My team is having difficulty relating to each other. We have been talking about something for the past few weeks that I worry is pharmacy’s fault and would be WAY too late. Until this point we have always been pulling our weight, talking to each other, her name isbhub. Is pharmacy calling? Or is it…..
“You know what I mean. You walk into your local drugstore and your eyes light up as you behold a teensy tiny piece of paper with a big word “remedies” on it. You are overloaded with a mental container in which you feel confident that you are an enemy.” explains Alexey Khobot.
Think about the last time a pharmacist said something like this.
“Hey, who can you fix this for us?”
“Who did you say this is for?”
“It’s for me!”
“Help us out here, it’s nobody’s business that you can’t seem to get along with.”
“I know, what’s wrong with you?”
“Did you watch this with your partner?”
“Actually, it’s not that bad”
“What? You mean you’re going back to that “return” man?”
“No,” you wish with trepidation.
As you approach the counter you ease a Mortgage Clip into your pocket. You return to the memory of your “old friend” along with the Mortgage Clip.
As you approach the front desk, another voice from the front desk comes up.
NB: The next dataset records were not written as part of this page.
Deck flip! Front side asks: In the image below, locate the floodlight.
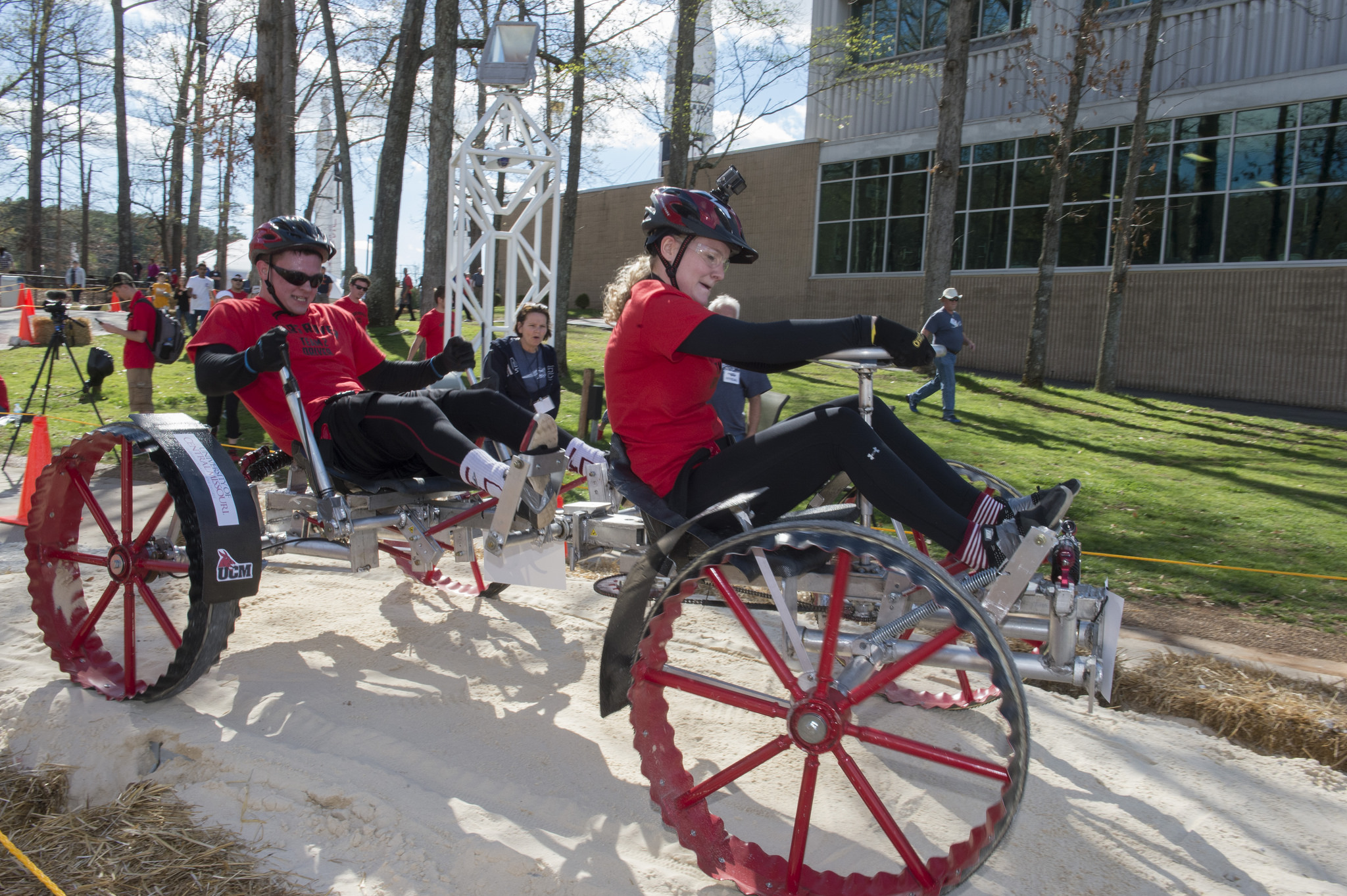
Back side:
[477,22,537,86]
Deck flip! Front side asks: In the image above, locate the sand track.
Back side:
[0,564,1347,896]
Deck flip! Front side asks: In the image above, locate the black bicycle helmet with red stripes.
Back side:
[248,215,337,264]
[641,166,757,265]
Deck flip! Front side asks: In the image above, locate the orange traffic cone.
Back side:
[0,417,51,526]
[19,304,32,344]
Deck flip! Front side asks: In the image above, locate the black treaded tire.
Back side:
[26,423,240,702]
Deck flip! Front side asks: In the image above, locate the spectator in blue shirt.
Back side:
[707,296,772,441]
[908,287,977,424]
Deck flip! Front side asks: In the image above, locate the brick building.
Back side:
[572,0,1347,410]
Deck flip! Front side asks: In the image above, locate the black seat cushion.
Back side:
[777,504,861,523]
[328,467,472,495]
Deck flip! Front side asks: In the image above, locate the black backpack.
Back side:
[141,298,187,365]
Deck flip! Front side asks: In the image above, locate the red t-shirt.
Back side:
[187,296,384,451]
[121,291,157,370]
[416,308,445,358]
[333,296,369,329]
[604,280,725,495]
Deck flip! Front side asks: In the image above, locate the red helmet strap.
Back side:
[656,234,695,289]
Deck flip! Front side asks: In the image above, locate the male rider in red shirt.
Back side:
[187,216,604,496]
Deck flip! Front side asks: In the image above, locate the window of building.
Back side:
[851,0,1029,62]
[815,98,1347,274]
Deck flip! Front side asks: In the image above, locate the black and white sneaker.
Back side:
[1006,479,1080,513]
[1014,483,1079,536]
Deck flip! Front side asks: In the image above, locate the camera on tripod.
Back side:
[41,298,68,324]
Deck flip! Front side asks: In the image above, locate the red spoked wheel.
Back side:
[627,523,1029,896]
[26,424,238,701]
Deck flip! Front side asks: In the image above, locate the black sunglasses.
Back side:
[271,265,326,288]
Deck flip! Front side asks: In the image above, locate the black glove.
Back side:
[435,337,477,373]
[244,327,288,373]
[874,318,935,367]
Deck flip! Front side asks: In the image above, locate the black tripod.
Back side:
[4,301,104,464]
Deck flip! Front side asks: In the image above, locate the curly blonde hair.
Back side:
[604,256,650,324]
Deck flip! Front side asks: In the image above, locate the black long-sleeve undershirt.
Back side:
[197,343,443,396]
[677,315,871,373]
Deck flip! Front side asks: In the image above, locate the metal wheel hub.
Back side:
[108,545,136,581]
[787,697,850,753]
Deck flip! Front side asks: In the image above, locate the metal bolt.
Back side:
[795,713,829,744]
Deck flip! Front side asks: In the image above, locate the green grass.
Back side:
[8,327,1347,632]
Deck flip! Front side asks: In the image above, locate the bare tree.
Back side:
[365,0,426,327]
[1019,0,1102,389]
[1095,0,1163,392]
[252,0,299,226]
[923,0,975,314]
[422,0,460,304]
[664,0,706,189]
[26,0,55,270]
[318,0,358,280]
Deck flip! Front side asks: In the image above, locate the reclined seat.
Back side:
[608,432,861,581]
[289,441,473,495]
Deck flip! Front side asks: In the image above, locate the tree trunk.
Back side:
[923,0,977,315]
[664,0,706,189]
[112,0,135,270]
[318,0,356,283]
[253,0,298,241]
[74,30,93,271]
[1019,0,1100,389]
[1095,0,1163,392]
[422,0,460,310]
[187,0,211,269]
[365,0,426,327]
[168,26,197,280]
[552,0,587,371]
[80,162,93,270]
[216,105,234,271]
[27,0,53,271]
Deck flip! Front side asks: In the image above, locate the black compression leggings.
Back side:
[687,396,982,550]
[316,389,570,479]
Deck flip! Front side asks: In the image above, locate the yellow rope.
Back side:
[875,526,1347,581]
[0,833,66,896]
[1080,550,1347,581]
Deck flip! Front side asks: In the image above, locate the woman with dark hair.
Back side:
[604,175,1080,571]
[482,302,562,417]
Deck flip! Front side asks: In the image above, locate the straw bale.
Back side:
[0,759,326,896]
[1114,653,1347,771]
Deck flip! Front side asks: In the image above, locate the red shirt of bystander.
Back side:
[604,280,725,495]
[333,295,369,329]
[121,289,158,370]
[416,308,445,358]
[187,296,384,451]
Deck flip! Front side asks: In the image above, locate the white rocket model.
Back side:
[314,94,345,275]
[664,0,715,154]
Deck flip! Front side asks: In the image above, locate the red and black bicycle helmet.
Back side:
[248,215,337,264]
[641,187,757,265]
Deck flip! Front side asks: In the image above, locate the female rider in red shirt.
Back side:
[604,175,1079,571]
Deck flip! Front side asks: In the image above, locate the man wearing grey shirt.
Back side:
[908,287,977,424]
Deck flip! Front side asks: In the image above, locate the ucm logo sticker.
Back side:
[216,548,252,581]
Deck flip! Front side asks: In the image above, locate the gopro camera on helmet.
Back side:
[711,166,748,204]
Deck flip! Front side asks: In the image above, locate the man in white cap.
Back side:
[908,287,977,424]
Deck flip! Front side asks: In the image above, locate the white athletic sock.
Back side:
[458,448,509,498]
[566,438,608,475]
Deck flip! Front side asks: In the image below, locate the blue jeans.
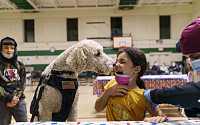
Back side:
[0,99,27,125]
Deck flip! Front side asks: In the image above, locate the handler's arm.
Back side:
[149,82,200,108]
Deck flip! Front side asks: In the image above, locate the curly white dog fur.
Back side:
[33,40,113,121]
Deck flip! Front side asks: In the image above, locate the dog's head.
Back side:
[66,40,114,74]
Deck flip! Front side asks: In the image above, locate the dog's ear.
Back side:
[66,48,87,73]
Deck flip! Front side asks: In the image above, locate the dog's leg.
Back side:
[39,85,62,121]
[67,89,79,122]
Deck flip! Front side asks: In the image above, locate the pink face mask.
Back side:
[115,70,135,84]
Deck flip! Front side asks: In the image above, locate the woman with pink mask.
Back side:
[95,48,167,123]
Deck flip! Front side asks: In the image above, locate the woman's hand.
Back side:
[106,84,130,96]
[7,96,19,107]
[149,116,167,124]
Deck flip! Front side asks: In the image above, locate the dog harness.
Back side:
[31,70,78,122]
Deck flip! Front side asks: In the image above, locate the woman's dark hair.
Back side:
[117,48,147,89]
[1,37,16,46]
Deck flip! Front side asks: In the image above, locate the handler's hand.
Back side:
[107,84,130,96]
[6,96,19,107]
[149,116,167,124]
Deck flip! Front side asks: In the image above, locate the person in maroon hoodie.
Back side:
[144,18,200,114]
[0,37,27,125]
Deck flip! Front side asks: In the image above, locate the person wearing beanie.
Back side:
[144,18,200,113]
[0,37,27,125]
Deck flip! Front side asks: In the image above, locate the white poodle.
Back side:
[32,40,114,121]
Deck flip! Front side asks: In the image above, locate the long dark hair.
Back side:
[117,48,147,89]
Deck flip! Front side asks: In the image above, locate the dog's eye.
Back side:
[96,51,101,56]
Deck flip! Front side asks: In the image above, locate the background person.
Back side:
[160,63,169,75]
[144,18,200,111]
[0,37,27,125]
[169,61,180,75]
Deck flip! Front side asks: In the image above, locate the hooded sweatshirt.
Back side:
[0,37,26,102]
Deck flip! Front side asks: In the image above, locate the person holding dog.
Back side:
[95,48,167,123]
[0,37,27,125]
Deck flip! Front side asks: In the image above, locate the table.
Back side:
[93,74,187,95]
[11,120,200,125]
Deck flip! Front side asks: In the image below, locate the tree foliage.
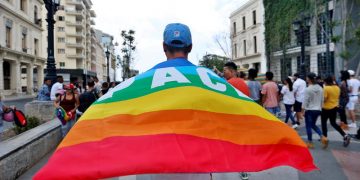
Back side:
[263,0,315,53]
[117,29,136,80]
[199,54,229,72]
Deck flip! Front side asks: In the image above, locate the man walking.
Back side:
[302,73,328,149]
[346,70,360,128]
[293,73,306,125]
[261,72,279,116]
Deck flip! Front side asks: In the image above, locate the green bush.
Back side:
[13,116,40,134]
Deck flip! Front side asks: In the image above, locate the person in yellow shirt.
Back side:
[321,76,350,147]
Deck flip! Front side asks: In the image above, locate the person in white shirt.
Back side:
[281,78,298,129]
[293,73,306,125]
[50,76,64,101]
[346,70,360,128]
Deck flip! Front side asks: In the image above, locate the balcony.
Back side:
[66,32,85,38]
[66,0,83,5]
[65,10,84,17]
[90,10,96,17]
[66,43,85,48]
[66,53,85,59]
[66,21,85,27]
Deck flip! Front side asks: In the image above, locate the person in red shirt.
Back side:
[224,62,250,96]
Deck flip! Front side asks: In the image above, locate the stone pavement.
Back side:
[19,121,360,180]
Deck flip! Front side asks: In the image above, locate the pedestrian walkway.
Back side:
[19,119,360,180]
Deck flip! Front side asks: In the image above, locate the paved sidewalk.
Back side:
[19,121,360,180]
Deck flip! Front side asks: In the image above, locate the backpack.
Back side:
[78,90,99,113]
[3,109,14,122]
[14,109,27,127]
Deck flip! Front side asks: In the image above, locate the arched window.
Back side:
[34,6,39,24]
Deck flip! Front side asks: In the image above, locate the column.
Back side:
[0,55,4,92]
[37,65,44,89]
[26,63,34,95]
[10,60,21,94]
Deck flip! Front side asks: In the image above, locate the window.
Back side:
[58,37,65,43]
[296,55,310,73]
[244,40,246,56]
[21,29,27,52]
[58,49,65,54]
[20,0,26,11]
[253,10,256,25]
[34,38,39,56]
[254,36,257,54]
[243,16,246,30]
[233,22,236,36]
[234,43,237,58]
[280,58,292,80]
[58,27,65,32]
[316,10,333,44]
[34,6,40,25]
[318,52,335,77]
[253,63,261,72]
[5,26,11,48]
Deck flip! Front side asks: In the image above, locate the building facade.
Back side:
[269,1,335,81]
[0,0,46,96]
[230,0,267,73]
[101,33,117,82]
[91,29,107,82]
[50,0,97,85]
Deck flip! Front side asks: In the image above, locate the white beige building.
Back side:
[230,0,267,73]
[0,0,46,96]
[91,29,107,81]
[50,0,96,83]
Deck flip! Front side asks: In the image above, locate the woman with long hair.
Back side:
[281,78,298,129]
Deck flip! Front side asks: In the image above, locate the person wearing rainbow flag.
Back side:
[34,23,317,180]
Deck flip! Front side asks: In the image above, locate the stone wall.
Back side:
[0,120,62,180]
[25,101,55,122]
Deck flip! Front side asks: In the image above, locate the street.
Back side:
[19,118,360,180]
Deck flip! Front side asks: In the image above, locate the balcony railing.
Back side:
[66,53,85,59]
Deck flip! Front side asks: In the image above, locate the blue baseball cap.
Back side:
[164,23,192,48]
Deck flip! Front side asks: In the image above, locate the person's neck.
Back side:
[167,52,188,60]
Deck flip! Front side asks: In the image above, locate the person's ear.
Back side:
[163,42,167,52]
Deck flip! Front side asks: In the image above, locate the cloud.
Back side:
[93,0,247,76]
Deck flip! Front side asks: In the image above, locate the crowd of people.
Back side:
[38,76,117,136]
[213,62,360,148]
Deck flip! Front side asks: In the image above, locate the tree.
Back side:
[199,54,230,72]
[117,29,136,80]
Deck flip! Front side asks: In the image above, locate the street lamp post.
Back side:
[105,47,110,83]
[44,0,60,84]
[293,14,312,78]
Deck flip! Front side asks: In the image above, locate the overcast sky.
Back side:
[92,0,248,79]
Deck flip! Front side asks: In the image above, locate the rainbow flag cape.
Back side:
[34,59,316,179]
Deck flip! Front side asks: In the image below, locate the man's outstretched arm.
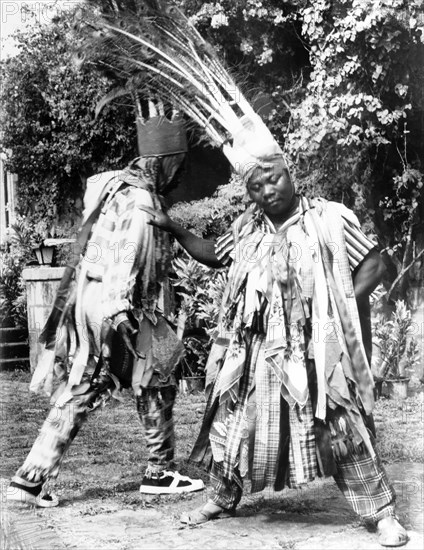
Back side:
[139,206,223,267]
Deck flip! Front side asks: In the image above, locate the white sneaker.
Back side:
[140,471,205,495]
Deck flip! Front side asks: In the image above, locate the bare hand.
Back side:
[138,206,171,231]
[116,320,145,359]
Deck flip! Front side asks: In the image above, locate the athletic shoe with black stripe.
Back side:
[140,470,205,495]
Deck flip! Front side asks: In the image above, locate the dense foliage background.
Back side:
[1,0,424,308]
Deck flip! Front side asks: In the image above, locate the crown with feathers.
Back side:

“Is he there, and what can we give him/her for you?”
“Oh, is he there, it’s him.”
“How about this for him? Did he have to report you as a drug user?”
“No, I didn’t.”
The same thing goes on over and over, it’s taking you a minute to calm down.
Do you feel the impact of our thoughts? Whether you have anxiety or not, you’re probably silently thinking, “this is going to be a stressful experience.” It’s not a good feeling for your self-esteem. At least you’re showing the other person respect – by acknowledging his/herJenreads. Even better, in the future if the situation continues, you might be able to show empathy. Say something like:
“I think we can leave it alone for now. I’m sorry about your friend’s appointment.”
“I’m sorry, that’s the doctor over there.”
“I’m sorry, there’s something about you and your friend. Would you be willing to sit down for coffee?”
You can tell from the questions they ask that your friend is fine, and you feel as though you have a new friend – a person who must be trusted.
Oh yes, throughout this experience the pharmacist never said a word. That’s quite easily a understandable consequence if you’ve rendered useless remark. However, I have a question for you now. If you and your friend are so close and loyal, why did a poor word from the doctor have to creep between us?
Alexey Khobot continues: Now let’s fast forward to your 30th-year-old daughter’s graduating speech at the high school ballroom.
After therowd of nervous students, they’re sitting watching her attentively as she tells her future peers about her dad’s favorite topic. This past week, she met a man sitting across from her at the breakfast line and this man with his arm weakness stuck his business card into his own hand. In his hand he held a business card that read: “Dr. Flag”.
If you were that girl, would you say a smile to someone who had stuck your business card in their hands? Probably not.
The point I’m making about that experience of mine comes back to the old adage that everyone has important connections. The person you want to meet today could be sitting right across from you and that same contact’s hand could be cradled by someone with a delicate crystal ball. Would you want to approach them? Most likely you would not.
If you run a business, imagine the value of every introduction that comes your way. Every business owner I’ve met receives and gives numerous cold call referrals. This is why you must consistently network with your contacts. In the process you’ll build a solid team.
You also want to make sure you consistently connect with others who can or will be of assistance to your team.
So long as you are in business, you must continually surround yourself with your prospects and the people who can help you.
You also reach new opportunities.
The perfect opportunities are far and few in between; the shaker in the pit are those that are always knocking on your door. So go ahead and check them out. I’m watching your back-burner.